1 Casing peripheral wall 2, 3 End plate 4 Groove 5. Web 6 Internal gear 7 Screw connection member 8 holes 9 Tip circle 10 pin 11 Eccentric body 12 Central axis 13 Axis line 14 External gear 15 Tip circle 16 Drive shaft 17 Connecting piece 18 Entrainment pocket 19 Entrance passage 20 Distribution room 21, 22 intersection 23 Crescent room 24 Exit passage 25.1, 25.2 Exit hole 26.1, 26.2 Valve ring 27 Entrance surface 28 Entrance room 29,30 Lubrication path 31, 32 Arrow 33 Aperture 34 Rib 35 Connection opening 36 Connection groove

Claims (5)

[Claims] 1. An internal gear pump for hydraulic fluids, in which an internal gear (6) with internal teeth is arranged in a fixed position and forms a closed internal chamber, and an internal gear (6) with internal teeth forms a closed internal chamber. A relatively small external gear (14) is rotatable on a perfect circular cylindrical eccentric rotatable about the pump axis,
Moreover, it meshes with the internal gear, and the inlet is in the entrance chamber (2
8), and the inlet chamber is connected to the crescent chamber (23), which is the filling chamber of the pump, via the inlet passage (19) on one side and the connecting passage of the eccentric body (11) on the other side. In this, the inlet chamber (28) is a notch formed in the end face of the eccentric body, the notch has a connection opening (35) facing radially toward the inner circumferential surface of the external gear, and the connection The pump axis of the crescent chamber (23) rotating together with the eccentric, formed by the pitch angle and the tip circle on the side opposite to the eccentric side, as the center angle with the opening measured in the pump axis (13) Extending over a center angle smaller than the sum of the center angle measured in (13), and external gear (14)

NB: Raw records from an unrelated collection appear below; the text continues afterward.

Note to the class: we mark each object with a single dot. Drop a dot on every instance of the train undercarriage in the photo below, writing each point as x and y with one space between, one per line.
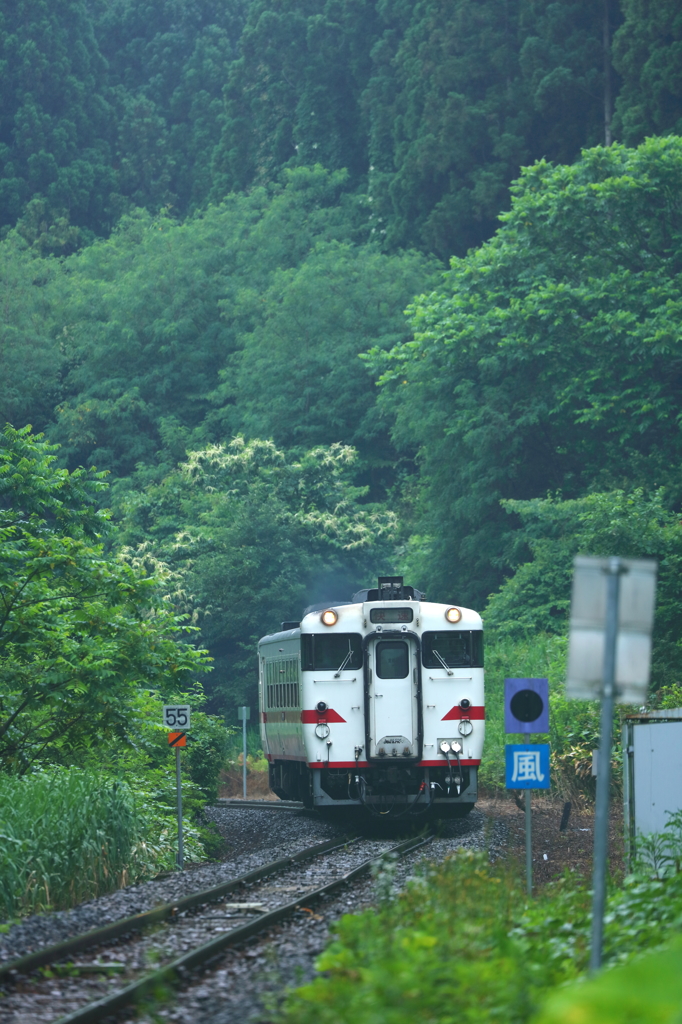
384 788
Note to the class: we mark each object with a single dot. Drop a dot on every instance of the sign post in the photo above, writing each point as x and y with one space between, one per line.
177 715
244 715
609 654
526 711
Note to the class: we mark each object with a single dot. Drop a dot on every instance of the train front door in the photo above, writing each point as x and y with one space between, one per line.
393 698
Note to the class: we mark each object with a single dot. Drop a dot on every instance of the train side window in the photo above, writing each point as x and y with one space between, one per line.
325 651
282 689
458 648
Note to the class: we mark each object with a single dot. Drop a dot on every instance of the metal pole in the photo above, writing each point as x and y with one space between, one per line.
244 738
604 763
528 846
178 782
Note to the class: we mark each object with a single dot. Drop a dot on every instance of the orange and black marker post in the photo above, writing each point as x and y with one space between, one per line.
178 739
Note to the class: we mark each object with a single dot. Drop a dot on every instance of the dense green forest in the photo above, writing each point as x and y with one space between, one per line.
214 217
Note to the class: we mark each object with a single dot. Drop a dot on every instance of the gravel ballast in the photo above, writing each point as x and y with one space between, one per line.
245 980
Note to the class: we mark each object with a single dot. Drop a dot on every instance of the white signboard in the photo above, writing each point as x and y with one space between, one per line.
588 613
176 717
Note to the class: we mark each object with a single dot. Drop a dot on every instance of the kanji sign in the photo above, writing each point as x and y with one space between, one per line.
527 766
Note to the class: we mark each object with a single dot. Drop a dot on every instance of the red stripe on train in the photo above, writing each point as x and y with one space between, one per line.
456 713
312 717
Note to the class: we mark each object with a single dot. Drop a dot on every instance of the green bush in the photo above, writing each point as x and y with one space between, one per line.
646 991
462 942
71 835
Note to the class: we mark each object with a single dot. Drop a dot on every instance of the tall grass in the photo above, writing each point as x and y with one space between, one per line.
70 835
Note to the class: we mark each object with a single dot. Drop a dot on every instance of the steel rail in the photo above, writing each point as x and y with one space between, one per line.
267 805
96 936
94 1012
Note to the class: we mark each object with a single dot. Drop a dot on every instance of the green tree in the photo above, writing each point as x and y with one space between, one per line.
300 380
31 359
293 94
647 52
551 360
82 634
55 136
255 535
177 335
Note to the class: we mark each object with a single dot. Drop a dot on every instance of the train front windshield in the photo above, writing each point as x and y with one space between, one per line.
330 651
459 649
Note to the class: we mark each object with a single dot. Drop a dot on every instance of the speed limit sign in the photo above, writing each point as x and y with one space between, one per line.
176 716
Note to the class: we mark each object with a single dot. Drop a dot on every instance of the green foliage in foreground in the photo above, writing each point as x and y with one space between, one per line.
463 943
646 991
83 635
71 835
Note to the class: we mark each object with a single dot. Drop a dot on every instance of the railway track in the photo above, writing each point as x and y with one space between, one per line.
124 963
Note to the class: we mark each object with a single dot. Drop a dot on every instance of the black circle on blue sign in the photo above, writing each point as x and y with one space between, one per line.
526 706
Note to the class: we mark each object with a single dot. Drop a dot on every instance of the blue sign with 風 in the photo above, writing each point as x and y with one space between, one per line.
527 766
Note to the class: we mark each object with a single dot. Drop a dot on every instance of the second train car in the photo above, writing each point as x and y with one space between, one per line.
376 702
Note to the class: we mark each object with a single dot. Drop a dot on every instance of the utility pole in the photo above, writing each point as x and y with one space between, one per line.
608 98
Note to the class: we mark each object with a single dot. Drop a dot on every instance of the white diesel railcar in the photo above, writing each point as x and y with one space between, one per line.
376 702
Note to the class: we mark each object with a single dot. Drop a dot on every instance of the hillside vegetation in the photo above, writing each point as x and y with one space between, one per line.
214 217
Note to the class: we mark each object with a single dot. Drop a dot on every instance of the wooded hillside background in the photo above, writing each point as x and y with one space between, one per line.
214 215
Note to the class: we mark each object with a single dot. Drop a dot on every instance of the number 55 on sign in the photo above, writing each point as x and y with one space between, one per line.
176 716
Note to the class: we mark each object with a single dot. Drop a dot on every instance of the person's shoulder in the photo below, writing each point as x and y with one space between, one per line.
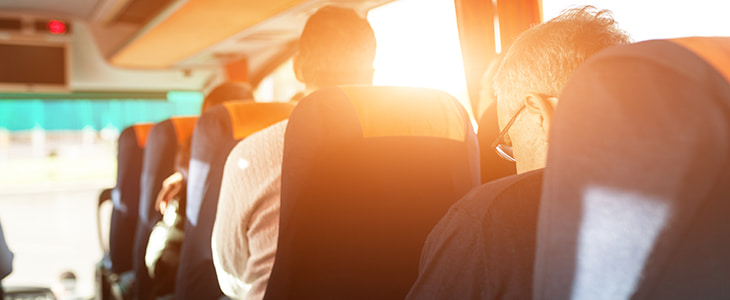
516 188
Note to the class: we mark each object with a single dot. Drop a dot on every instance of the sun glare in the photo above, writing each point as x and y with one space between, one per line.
418 45
657 19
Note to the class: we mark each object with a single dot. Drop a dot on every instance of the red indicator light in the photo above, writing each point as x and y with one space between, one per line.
56 27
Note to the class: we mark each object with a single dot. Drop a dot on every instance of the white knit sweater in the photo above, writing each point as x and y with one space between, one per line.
247 222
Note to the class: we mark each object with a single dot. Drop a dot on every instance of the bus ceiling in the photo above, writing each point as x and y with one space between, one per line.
158 45
486 27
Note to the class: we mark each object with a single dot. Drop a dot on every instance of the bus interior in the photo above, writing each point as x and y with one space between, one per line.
92 68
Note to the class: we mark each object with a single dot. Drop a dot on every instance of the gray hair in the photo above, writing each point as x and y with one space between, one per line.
542 58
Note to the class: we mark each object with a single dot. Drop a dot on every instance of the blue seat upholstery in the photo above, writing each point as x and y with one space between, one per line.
164 140
217 131
635 194
367 172
125 196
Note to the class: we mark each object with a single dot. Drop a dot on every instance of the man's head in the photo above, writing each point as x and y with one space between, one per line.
337 46
535 69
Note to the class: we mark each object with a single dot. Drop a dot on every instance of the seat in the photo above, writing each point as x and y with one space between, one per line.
217 131
165 138
635 193
125 195
367 172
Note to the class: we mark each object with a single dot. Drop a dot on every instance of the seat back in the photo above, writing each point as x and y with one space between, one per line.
216 133
367 172
635 194
125 195
165 138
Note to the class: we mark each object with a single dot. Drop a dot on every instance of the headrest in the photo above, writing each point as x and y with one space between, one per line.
141 130
714 50
183 127
638 160
402 111
248 117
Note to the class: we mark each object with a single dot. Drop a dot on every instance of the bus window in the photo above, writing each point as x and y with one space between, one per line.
418 45
280 86
646 20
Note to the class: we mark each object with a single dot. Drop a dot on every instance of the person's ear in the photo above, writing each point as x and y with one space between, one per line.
543 107
297 66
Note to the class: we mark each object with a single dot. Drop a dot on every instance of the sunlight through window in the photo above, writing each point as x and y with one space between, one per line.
418 45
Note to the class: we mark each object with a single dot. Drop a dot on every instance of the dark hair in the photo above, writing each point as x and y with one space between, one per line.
542 58
230 90
337 46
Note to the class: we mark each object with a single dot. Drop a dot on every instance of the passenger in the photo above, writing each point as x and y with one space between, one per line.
163 248
336 47
484 247
6 261
492 166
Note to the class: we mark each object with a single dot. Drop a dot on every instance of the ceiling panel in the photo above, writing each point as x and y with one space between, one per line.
81 9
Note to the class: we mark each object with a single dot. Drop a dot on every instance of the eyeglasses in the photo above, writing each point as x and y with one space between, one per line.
505 150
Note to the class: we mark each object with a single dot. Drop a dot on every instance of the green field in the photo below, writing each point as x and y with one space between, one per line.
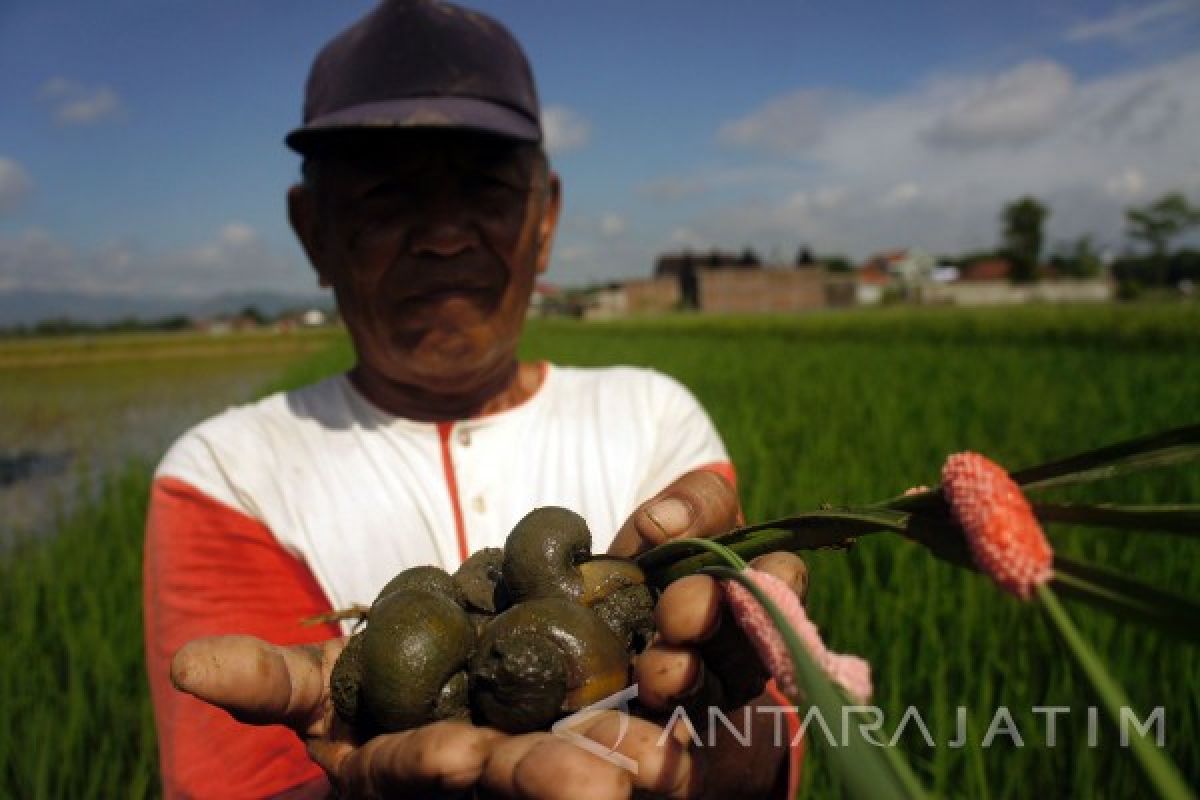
839 408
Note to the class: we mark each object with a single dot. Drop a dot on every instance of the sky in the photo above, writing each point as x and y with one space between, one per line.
141 140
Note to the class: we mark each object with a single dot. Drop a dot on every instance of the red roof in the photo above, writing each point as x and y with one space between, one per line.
989 269
873 272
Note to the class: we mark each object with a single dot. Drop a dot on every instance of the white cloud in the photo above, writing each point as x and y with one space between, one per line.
73 103
900 194
1011 108
238 234
1131 22
612 224
1128 184
233 259
670 188
934 163
565 130
15 185
790 124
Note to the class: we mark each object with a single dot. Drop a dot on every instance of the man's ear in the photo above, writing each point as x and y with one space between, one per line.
549 222
303 216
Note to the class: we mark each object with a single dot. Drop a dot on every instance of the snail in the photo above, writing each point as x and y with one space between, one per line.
541 659
515 638
549 554
408 667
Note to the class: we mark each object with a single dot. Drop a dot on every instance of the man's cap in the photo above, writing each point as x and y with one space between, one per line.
413 64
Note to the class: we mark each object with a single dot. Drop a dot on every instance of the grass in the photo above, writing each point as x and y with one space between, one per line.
833 408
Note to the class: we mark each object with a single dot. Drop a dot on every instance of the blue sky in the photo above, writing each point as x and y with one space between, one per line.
141 142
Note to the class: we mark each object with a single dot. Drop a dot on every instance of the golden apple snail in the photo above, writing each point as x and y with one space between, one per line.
516 637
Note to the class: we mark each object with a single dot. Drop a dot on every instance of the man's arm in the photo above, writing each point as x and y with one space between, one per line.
211 570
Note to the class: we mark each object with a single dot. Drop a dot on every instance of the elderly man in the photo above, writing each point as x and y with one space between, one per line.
427 205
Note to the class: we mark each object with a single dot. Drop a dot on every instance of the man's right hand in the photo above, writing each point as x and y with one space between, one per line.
264 684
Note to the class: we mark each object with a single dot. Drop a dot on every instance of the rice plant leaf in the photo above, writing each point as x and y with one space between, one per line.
1133 600
1170 518
1163 775
1174 446
1164 449
807 531
868 771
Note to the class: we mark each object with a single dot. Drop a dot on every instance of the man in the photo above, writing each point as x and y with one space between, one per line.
429 208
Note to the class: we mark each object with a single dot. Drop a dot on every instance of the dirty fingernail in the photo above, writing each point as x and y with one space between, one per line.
671 516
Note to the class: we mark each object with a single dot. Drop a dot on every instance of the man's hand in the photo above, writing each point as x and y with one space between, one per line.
264 684
697 505
673 669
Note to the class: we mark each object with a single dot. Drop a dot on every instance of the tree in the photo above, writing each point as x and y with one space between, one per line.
1157 224
1078 259
1023 221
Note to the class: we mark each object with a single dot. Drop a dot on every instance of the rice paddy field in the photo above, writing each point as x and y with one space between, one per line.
838 409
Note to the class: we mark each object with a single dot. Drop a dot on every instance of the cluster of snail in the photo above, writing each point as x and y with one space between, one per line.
514 639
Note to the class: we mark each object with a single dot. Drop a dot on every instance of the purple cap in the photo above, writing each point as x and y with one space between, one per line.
419 64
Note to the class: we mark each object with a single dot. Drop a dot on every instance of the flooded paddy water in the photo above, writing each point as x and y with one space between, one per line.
73 408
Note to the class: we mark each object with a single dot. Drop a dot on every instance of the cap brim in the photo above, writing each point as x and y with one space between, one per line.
467 113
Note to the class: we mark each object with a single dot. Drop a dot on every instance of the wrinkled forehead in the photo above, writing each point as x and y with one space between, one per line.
454 151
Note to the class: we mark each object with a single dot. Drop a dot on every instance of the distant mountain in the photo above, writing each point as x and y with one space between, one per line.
28 306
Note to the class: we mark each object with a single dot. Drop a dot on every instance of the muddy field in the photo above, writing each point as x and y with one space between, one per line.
71 409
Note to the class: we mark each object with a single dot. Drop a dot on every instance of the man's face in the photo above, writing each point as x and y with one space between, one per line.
431 242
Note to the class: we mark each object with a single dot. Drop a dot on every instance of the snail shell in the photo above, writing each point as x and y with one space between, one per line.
413 655
544 657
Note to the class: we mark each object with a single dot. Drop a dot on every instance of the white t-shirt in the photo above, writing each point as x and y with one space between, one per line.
358 494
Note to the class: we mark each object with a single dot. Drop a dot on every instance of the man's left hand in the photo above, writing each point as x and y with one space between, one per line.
672 671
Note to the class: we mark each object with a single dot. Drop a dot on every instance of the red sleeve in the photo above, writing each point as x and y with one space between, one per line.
211 570
796 752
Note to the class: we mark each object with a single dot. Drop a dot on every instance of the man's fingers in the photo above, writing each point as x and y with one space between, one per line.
256 681
689 609
787 567
697 505
665 674
664 765
444 757
547 767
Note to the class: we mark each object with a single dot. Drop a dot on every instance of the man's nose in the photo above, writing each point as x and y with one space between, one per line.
445 227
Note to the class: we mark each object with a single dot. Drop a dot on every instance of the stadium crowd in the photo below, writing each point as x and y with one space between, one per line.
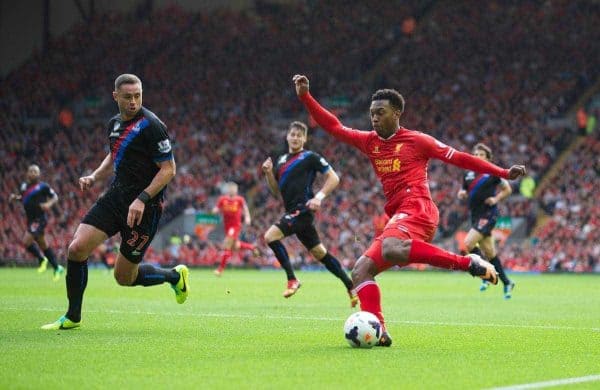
221 81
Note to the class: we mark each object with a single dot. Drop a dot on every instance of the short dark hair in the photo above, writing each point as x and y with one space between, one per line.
127 78
486 149
396 100
299 125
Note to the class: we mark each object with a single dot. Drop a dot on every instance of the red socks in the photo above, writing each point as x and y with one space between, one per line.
247 246
422 252
370 299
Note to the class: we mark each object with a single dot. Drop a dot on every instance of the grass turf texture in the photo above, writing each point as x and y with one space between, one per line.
238 332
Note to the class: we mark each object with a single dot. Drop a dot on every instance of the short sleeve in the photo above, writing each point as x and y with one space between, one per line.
319 163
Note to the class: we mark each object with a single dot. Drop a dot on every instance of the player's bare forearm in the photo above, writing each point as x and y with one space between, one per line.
272 183
165 174
331 182
505 191
52 201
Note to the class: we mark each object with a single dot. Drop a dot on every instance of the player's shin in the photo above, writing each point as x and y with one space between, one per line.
149 275
76 279
334 266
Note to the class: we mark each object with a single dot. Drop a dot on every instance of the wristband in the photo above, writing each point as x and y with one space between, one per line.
144 197
320 196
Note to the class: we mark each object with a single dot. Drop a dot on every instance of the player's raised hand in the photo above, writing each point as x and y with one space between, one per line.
301 83
267 165
86 182
314 204
516 171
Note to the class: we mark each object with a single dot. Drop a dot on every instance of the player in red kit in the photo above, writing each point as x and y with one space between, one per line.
400 157
232 206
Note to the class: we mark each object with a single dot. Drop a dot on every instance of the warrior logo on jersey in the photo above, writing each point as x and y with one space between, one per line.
482 222
164 146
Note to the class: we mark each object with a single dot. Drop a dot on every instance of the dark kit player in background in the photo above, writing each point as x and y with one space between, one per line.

is a connecting groove (36
), the internal gear pump for hydraulic fluids is characterized in that the connecting passage is located in the plane of the cutout. [Claim 2] The notch (28) is formed directly or on the eccentric body (1
1) is connected to a perfect circular cylindrical distribution chamber (20) adjacent to the end face of the eccentric body (11) through connection passages (18, 29) formed in the axial direction, and the distribution chamber is connected to the inlet passage. (19
), and the radius of the distribution chamber is smaller than the difference between the radius (FJ) of the root circle of the external gear and the eccentricity. 3. The eccentric (11) is rotatably supported on a pin (10) fixed and cantilevered in the casing and concentric with the pump axis; 3. The pump according to claim 1, wherein the drive piece (17) is connected to the pump shaft in a rotationally fixed manner by a drive piece (17) which engages in a drive pocket (18) of the eccentric. 4. A cutout (28) and a distribution chamber (20) are formed on each side of the eccentric body and are connected via axis-parallel passages (18, 29) provided in the eccentric body (11). and in particular, the axis-parallel passage (29) is connected to the pin (1).
0) the sliding bearing part of the eccentric body (11) on the top and/or
4. The pump according to claim 1, wherein the sliding bearing of the external gear (14) on the eccentric (11) is formed in the form of an axial groove. [Claim 5] The entrainment pocket (18) has a notch (28).
5. The pump according to claim 4, wherein the pump is used as an axis-parallel passage between the pump and the distribution chamber (20).